The ones that just - boom! They're the best ones.
JOHN
I've got two more questions before I throw it to you guys. Is
there anyone that you'd like to collaborate writing with, and
why?
STEVE
Ah…
I mean you always say, you know, yeah Bob Dylan…no I'm pretty
happy collaborating with the people I collaborate with at the
moment.
AUDIENCE MEMBER
I'm
a big fan of Stephen Cummings, I was just wondering how you got
to work together?
STEVE
Stephen Cummings… he just rang me up and said do you want to produce
my album really. It was just as simple as that.

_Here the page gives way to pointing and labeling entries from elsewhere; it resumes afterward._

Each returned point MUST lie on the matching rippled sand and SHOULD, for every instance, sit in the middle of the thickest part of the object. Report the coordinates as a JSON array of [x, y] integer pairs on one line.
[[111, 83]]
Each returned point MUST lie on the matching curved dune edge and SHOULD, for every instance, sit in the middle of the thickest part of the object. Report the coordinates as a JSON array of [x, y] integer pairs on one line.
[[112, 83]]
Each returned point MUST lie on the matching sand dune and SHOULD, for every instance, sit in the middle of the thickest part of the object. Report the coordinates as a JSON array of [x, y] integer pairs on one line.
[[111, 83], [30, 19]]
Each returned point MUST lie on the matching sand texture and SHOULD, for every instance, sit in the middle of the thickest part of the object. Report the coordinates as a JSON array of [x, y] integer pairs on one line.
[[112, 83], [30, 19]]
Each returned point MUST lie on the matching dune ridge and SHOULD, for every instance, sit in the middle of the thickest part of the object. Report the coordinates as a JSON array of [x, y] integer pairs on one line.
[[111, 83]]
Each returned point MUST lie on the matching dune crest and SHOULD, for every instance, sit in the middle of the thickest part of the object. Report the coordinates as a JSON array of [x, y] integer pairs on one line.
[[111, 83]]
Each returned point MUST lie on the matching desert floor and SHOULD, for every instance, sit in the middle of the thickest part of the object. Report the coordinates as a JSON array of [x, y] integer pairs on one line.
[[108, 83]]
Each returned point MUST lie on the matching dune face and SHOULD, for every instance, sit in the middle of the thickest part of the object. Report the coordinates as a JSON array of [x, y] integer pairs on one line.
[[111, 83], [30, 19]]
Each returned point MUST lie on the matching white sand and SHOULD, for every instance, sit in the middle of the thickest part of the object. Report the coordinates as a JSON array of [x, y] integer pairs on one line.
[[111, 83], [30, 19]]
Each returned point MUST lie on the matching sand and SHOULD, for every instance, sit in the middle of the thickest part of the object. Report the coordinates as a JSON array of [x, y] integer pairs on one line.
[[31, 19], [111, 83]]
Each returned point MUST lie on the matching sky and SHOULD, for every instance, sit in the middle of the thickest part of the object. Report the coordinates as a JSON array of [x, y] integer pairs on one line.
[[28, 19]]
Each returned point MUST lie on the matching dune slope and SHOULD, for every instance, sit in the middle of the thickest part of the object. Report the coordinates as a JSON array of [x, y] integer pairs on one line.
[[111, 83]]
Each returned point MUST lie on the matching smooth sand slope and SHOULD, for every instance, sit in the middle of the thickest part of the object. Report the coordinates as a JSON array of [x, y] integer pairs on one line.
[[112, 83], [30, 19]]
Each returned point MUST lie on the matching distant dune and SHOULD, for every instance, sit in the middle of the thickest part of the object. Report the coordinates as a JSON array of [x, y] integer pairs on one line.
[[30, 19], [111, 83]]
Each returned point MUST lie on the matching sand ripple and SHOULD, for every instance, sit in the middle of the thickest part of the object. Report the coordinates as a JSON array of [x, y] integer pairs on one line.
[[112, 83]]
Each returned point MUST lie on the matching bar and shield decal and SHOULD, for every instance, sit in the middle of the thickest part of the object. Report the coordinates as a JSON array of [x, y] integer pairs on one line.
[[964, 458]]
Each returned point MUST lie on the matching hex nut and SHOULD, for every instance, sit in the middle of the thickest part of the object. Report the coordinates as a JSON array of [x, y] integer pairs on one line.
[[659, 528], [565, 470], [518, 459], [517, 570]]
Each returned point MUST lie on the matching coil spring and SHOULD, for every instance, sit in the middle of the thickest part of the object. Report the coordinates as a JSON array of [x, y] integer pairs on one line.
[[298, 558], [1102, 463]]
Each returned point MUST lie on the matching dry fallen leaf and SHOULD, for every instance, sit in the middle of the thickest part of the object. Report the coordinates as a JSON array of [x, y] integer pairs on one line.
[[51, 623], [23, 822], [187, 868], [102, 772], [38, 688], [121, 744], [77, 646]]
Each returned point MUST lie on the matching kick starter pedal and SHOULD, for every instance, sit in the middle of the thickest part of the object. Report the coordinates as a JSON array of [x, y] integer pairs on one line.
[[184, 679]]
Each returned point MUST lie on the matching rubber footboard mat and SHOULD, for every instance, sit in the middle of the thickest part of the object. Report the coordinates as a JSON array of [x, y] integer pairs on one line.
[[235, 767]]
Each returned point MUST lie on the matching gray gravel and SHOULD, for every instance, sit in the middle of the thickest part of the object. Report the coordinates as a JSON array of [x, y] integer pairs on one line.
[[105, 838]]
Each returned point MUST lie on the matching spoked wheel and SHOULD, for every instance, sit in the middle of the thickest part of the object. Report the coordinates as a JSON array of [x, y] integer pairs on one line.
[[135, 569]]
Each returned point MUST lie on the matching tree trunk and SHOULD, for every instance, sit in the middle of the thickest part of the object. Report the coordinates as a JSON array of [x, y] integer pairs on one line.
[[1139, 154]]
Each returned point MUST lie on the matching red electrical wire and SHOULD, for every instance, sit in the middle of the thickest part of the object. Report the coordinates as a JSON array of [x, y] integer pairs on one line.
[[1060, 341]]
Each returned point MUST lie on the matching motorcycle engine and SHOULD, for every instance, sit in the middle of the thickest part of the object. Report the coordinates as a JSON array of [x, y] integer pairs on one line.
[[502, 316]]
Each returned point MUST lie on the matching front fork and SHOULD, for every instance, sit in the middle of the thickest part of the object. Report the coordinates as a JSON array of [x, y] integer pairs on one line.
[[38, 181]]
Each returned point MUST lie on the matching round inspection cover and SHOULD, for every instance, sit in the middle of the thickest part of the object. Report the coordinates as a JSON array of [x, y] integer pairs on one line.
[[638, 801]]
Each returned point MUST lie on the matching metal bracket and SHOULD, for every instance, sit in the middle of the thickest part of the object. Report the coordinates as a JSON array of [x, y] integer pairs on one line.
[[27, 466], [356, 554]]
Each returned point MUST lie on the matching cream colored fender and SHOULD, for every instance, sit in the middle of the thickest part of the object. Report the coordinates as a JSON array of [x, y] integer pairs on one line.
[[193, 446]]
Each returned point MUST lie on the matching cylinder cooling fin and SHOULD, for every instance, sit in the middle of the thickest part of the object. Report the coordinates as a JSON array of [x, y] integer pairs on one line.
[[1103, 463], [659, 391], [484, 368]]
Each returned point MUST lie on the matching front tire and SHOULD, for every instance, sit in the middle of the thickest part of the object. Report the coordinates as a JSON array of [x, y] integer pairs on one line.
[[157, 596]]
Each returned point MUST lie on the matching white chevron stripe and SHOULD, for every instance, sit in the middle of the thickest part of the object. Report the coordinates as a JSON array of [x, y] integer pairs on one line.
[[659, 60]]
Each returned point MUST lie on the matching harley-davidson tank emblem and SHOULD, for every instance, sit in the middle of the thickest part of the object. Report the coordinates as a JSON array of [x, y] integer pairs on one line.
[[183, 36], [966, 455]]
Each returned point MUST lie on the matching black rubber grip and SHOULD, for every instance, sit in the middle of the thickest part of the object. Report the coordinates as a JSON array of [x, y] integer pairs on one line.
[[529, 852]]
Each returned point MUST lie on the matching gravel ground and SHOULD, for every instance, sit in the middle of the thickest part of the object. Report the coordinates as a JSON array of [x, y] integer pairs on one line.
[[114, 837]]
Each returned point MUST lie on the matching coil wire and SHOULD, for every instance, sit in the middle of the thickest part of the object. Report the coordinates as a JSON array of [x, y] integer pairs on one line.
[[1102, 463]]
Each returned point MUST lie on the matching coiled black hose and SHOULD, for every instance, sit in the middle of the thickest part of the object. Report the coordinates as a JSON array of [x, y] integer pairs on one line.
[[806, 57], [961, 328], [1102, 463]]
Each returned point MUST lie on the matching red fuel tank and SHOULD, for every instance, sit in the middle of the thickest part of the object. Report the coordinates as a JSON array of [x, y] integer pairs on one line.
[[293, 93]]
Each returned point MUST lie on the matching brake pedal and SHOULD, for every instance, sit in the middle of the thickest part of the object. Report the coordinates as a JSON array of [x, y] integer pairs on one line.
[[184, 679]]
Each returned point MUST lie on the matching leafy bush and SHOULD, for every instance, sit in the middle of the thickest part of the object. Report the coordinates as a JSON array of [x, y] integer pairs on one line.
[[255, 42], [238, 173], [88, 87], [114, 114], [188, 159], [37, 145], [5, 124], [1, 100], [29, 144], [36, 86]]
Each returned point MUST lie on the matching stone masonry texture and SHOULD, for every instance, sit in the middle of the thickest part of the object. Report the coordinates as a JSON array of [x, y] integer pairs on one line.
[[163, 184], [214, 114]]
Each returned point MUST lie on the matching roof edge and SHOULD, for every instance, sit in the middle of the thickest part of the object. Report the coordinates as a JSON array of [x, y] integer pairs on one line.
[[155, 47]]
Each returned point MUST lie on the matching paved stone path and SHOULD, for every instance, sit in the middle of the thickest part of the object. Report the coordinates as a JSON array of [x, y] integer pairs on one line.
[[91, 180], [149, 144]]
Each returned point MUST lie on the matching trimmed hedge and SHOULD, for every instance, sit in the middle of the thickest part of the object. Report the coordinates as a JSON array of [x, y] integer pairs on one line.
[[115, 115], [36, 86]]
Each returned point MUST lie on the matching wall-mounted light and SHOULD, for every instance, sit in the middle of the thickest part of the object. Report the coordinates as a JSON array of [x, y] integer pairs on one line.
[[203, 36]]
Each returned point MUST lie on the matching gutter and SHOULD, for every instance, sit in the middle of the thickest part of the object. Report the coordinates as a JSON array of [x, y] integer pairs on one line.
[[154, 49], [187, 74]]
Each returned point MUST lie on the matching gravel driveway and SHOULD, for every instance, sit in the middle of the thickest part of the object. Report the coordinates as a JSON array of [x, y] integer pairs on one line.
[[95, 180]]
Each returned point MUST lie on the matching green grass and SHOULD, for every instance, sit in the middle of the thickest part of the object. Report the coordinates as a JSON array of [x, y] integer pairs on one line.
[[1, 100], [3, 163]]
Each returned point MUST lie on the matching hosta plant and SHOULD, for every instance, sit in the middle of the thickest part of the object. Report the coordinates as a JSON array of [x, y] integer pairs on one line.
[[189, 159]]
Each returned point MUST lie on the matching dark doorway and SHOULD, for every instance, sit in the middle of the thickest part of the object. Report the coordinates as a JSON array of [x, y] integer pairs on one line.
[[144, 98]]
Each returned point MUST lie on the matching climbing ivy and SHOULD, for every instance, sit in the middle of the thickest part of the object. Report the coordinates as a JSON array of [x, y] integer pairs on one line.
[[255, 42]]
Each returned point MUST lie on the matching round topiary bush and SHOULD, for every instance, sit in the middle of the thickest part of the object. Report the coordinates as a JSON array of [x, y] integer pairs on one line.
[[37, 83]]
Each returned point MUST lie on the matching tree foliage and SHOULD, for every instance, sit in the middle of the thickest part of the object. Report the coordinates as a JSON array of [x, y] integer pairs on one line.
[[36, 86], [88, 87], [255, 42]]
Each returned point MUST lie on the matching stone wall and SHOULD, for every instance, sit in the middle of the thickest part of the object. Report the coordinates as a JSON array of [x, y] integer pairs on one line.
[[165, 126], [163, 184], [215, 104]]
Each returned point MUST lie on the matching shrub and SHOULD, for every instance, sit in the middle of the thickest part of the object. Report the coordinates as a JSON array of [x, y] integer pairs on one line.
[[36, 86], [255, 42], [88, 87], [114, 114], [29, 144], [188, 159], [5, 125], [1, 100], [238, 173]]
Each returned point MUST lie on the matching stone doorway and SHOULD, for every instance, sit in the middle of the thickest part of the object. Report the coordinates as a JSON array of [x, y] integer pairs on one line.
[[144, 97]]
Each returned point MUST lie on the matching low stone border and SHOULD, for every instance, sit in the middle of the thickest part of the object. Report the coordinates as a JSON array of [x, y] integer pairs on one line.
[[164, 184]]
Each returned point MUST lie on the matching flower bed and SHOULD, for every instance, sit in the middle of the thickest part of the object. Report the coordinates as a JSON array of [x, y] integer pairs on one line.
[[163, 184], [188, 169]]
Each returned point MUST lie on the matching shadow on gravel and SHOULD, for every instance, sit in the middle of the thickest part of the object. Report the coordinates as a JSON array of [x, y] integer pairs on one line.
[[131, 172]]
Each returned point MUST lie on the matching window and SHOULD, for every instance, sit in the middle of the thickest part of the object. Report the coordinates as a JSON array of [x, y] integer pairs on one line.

He kind of liked…I
think he liked what we were doing with Jack Frost, the kind of
ambient things with the songs and that's what he wanted.
JOHN
Last question - If you did that first song about Sue when you
were ten, you've been writing for quite a fair whack, why are
you still making music?
STEVE
Well, that's kind of what I do really and that's all I can say.
It's like going up to a carpenter and saying why do you do that.
That's what you do in life isn't it?